From Washington to Bollywood, women are being heard − but are they being listened to?
The world is paying close attention to the drama over the confirmation of US Supreme Court nominee Brett Kavanaugh, but this is less for reasons of prurience than those of perturbation. Mr Kavanaugh is accused by several women of sexual misconduct while in school and college. One of them testified in the Senate, as did Mr Kavanaugh. The emotional nine-hour hearing was live-streamed in America and internationally.
Its fallout — a belated, time-bound, and initially circumscribed FBI investigation — has become a point at which partisan politics has collided with gender politics.
Around the world, women are asking if their stories of assault and harassment matter enough to the men in charge for them to bring about any meaningful change.
Consider the international response to the Kavanaugh hearings.

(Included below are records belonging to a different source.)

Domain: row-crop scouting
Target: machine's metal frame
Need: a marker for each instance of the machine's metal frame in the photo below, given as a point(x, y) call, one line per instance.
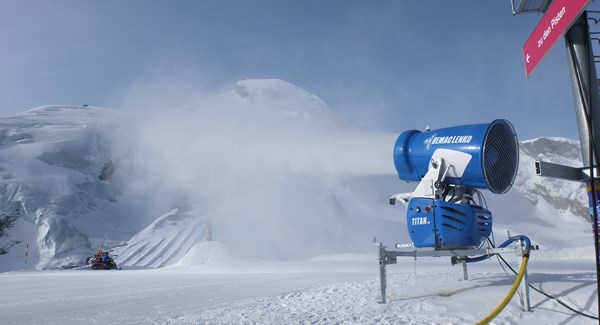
point(459, 255)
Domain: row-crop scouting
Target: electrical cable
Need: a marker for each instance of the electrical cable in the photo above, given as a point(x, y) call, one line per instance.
point(499, 256)
point(546, 294)
point(510, 293)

In the days after the highly charged Senate testimony by Dr Christine Blasey Ford, Mr Kavanaugh’s first accuser, a well-known Indian lawyer wistfully asked if judicial appointments in her country would ever factor in “the nominee’s conduct and treatment [of] women”.
In Brazil, reflecting the broader effects of a worldwide surge in female activism, countrywide protests were organised by women against the sexism and misogyny of Jair Bolsonaro, far-right front-runner in Sunday’s presidential election. Mr Bolsonaro has been convicted for saying a female fellow legislator was not “worth raping” and commenting on how ugly he believed her to be. The protests have generated the anti-Bolsonaro #elenão or “#NotHim” hashtags, which are being shared by Twitter users around the world, including celebrities such as Madonna.
And in Bollywood, where stories about the casting couch and harassment of starlets are as notorious as they are neglected, an actress now based in the US has renewed a decade-old allegation of harassment. Tanushree Dutta made accusations against Nana Patekar, an award-winning actor who has a record of supporting progressive, humanitarian causes. The allegations have drawn unexpected attention and sympathy. A woman journalist corroborated Ms Dutta’s account of events on the day in question in 2008, prominent stars such as Priyanka Chopra tweeted about the need to #BelieveSurvivors, and younger actresses demanded a reckoning with India’s largely unexamined culture of sexual abuse.
Mr Patekar denies Ms Dutta’s charges, as does Mr Kavanaugh. Both cases are very different, of course. Mr Patekar is not in line for a lifetime appointment in America’s highest court. His predicament is unlikely to trigger a party-political fight with national consequences. Even so, there is a resonance. The attention being given to the allegations against a respected actor illustrates the new importance of women’s accounts, even in countries such as India, where gender rights are more an aspiration than a given.
But women — in the US, India and elsewhere — are dissatisfied. They admit they are being heard and possibly with more sympathy than before the so-called “Weinstein effect” of a year ago. In the past year, the #MeToo movement has brought about the downfall of several US federal officials, including one senator, eight members of the House of Representatives, one federal judge and two White House aides.
And yet many women complain that the new openness is a sham and nothing is really changing in terms of male entitlement. The Kavanaugh confirmation process has only buttressed these claims of patronising paternalism. The Republican senators are seen to have paid lip service to Dr Ford’s account, hearing her out but just as quickly casting doubt on her stated “100 per cent” certainty Mr Kavanaugh was her attacker.
They then presented Mr Kavanaugh as victim of a politically motivated character assassination and moved with indecent haste in their efforts to have him voted into the position of Supreme Court justice. When forced into ordering an FBI inquiry, the White House insisted that it accommodate the desires of Senate Republicans, which basically meant a severely limited scope. The impression is of a whitewash, a self-serving exercise in getting the optics right with little intention of getting to the truth of the matter. It has incensed women all over again.
So, where do we go from here? A war of the sexes is a dismal prospect. In the 18th century, English philosopher Mary Wollstonecraft declared in A Vindication of the Rights of Woman, “I do not wish [women] to have power over men; but over themselves.” She called for “a revolution in female manners”, one that would overthrow an iniquitous system of socialisation that prevented women from standing up and speaking alongside men as moral equals.
Wollstonecraft offers useful lessons for us today. Rather than gender animosity, it is far better for wise men, in the truest sense of the term, to assess the just and virtuous way forward. Meanwhile, farsighted women must work alongside them without anger, self-pity or a sense of entitlement. In other words, in the #MeToo age, women should not become that from which they seek to liberate themselves.